En préparation depuis deux ans, le texte doit permettre aux porteurs de projets de déroger à la législation européenne sur la protection des forêts primaires, et de continuer à bénéficier de subventions publiques. Il a franchi une étape clé avant sa promulgation, avec la fin vendredi de la phase de consultation obligatoire.
Défendu par le gouvernement comme un moyen d'encadrer strictement l'usage du bois de coupe, le futur décret risque d'avoir l'effet inverse, selon les associations Wild Legal et Maïouri Nature Guyane. « L'objectif du décret est de se donner un encadrement clair », explique à l'AFP le ministère de la Transition énergétique.
Le texte permet d'utiliser du bois de coupe mais exclusivement « issu du défrichement légal » et ce, « plutôt que de le laisser brûler de manière incontrôlable ce qui n'est pas souhaitable pour le climat et l'environnement », souligne-t-on de même source. Il permet aussi, dans le cadre d'un plafond limité à 15% de la surface agricole, d'utiliser les cultures exclusivement énergétiques pour alimenter la filière biomasse.
« Scandale », contestent Wild Legal et Maïouri Nature Guyane qui voient dans le texte un « appel d'air sans précédent pour encourager le remplacement de milliers d'hectares de forêts très riches en biodiversité par des plantations intensives d'arbres à vocation énergétique en percevant les aides d'État ».
« Ce décret prévoit la possibilité de déroger aux règles visant à assurer la durabilité et la régénération des forêts », analyse Marine Calmet, juriste des associations. Cela va permettre qu'« on brûle du bois issu de la forêt tropicale qui est un puits de carbone » et de « maintenir artificiellement une filière qui n'est pas durable », ajoute cette avocate spécialisée dans les droits de la Nature.
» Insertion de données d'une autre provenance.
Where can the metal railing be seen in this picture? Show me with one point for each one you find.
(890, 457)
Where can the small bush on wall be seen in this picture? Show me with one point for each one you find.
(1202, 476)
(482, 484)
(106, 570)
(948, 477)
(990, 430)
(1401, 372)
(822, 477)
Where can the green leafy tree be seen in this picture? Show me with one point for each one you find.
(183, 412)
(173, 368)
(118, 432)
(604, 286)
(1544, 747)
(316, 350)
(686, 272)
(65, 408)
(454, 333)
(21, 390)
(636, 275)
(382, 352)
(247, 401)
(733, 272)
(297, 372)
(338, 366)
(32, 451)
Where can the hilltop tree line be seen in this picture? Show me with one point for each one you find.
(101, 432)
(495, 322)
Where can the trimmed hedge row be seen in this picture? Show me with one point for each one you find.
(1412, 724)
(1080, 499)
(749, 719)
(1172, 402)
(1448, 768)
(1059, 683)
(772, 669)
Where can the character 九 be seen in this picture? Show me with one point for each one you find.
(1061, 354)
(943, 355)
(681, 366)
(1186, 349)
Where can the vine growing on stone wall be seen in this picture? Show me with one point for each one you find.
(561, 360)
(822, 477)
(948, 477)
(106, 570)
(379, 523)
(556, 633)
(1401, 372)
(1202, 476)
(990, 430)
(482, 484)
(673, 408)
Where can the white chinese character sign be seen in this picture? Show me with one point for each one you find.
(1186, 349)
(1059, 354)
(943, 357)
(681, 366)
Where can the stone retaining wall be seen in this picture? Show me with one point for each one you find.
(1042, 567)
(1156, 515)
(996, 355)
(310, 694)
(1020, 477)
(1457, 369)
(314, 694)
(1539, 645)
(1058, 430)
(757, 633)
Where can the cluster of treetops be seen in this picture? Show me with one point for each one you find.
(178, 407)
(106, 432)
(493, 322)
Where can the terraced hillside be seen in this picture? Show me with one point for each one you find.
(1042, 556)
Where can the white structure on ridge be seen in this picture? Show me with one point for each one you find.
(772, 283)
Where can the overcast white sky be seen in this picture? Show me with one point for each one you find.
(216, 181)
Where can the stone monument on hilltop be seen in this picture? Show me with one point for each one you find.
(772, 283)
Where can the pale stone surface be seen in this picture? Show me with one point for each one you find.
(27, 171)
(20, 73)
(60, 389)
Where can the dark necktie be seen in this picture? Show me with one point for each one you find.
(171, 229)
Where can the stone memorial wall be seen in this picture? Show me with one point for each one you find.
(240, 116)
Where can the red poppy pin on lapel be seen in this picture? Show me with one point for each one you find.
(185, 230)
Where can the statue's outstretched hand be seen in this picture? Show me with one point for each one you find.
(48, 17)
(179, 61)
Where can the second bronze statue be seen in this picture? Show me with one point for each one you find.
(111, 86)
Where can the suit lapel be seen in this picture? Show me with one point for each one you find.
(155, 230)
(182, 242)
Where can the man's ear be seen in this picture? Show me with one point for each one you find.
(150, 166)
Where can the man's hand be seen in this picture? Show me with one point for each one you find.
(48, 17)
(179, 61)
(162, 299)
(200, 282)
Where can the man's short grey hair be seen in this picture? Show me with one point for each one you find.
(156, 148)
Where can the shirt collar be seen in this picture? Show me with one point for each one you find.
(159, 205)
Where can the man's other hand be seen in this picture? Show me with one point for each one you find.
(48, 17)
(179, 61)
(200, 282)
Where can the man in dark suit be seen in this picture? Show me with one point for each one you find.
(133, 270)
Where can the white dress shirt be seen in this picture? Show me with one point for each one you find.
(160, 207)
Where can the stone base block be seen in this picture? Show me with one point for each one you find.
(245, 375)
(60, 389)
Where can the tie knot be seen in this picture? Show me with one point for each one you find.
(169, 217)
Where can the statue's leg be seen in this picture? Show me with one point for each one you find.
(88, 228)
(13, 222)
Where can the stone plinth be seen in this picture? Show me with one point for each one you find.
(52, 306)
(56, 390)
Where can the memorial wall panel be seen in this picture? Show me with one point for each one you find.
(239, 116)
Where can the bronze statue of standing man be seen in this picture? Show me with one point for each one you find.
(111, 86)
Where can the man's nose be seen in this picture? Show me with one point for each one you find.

Un communiqué résume sans ambages : « La France veut raser la forêt amazonienne pour faire décoller des fusées ‘bio’ », en référence aux projets de centrales à biomasse destinées à servir les besoins du centre spatial guyanais de Kourou. Le port spatial consomme 18% de l'électricité produite dans un département qui en manque cruellement.
Un quart des Guyanais sans électricité
« La nouvelle législation européenne (en cours d'adoption, ndlr) mettait un terme au soutien public pour les porteurs de projet, notamment sur le tarif de rachat de l'électricité, plus chère à produire ici. Cela risquait de mettre un coup d'arrêt brutal à la filière biomasse, pourtant en plein développement en Guyane », rétorque Thibault Lechat-Vega, 3e vice-président de la Collectivité territoriale de Guyane. « Ce que nous avons défendu en septembre à Bruxelles, c'est le maintien d'un régime dérogatoire déjà en place, pas une évolution de la législation », ajoute-t-il.
Depuis 2016, la biomasse monte en puissance en Guyane, qui dépend majoritairement du barrage de Petit-Saut pour son électricité alors que Cayenne et ses environs sont alimentés par une centrale au fioul. La biomasse représente aujourd'hui « 20% de l'électricité produite sur le territoire avec trois centrales en activité et deux en construction », selon Thibault Lechat-Vega. Un développement qui nécessite une filière d'approvisionnement stable.
Ce que le décret doit permettre en autorisant le prélèvement de bois directement pour produire du carburant de biomasse. « Aujourd'hui, 75% de notre mix énergétique est vert. Nous sommes le département français le plus en avance sur les objectifs d'énergies renouvelables. Quand est-ce que l'on va arrêter de nous mettre sous cloche alors qu'un quart des Guyanais n'a pas accès à l'électricité ? », s'emporte Thibault Lechat-Vega.
« Les contraintes européennes sont éloignées des nôtres. Ici, nous n'avons pas d'autres débouchés que la biomasse pour nos connexes d'exploitation car nous ne faisons pas de papier, pas de carton, pas de bois de chauffage », explique Thomas Caparros, le président de l'Interprobois Guyane, qui rassemble les acteurs de la filière.
On appelle « connexes » les petits arbres tombés lors de l'abattage des bois, cimes, branches etc. Ils représentent « 70% d'une grume », précise Thomas Caparros. « Seul 30% d'un arbre est utilisé pour le bois d'œuvre, le reste est notamment destiné à la filière biomasse qui fait entièrement partie de notre équilibre financier. Sans elle, 15 à 20% du chiffre d'affaires des scieries et des exploitants forestiers s'en va », indique-t-il.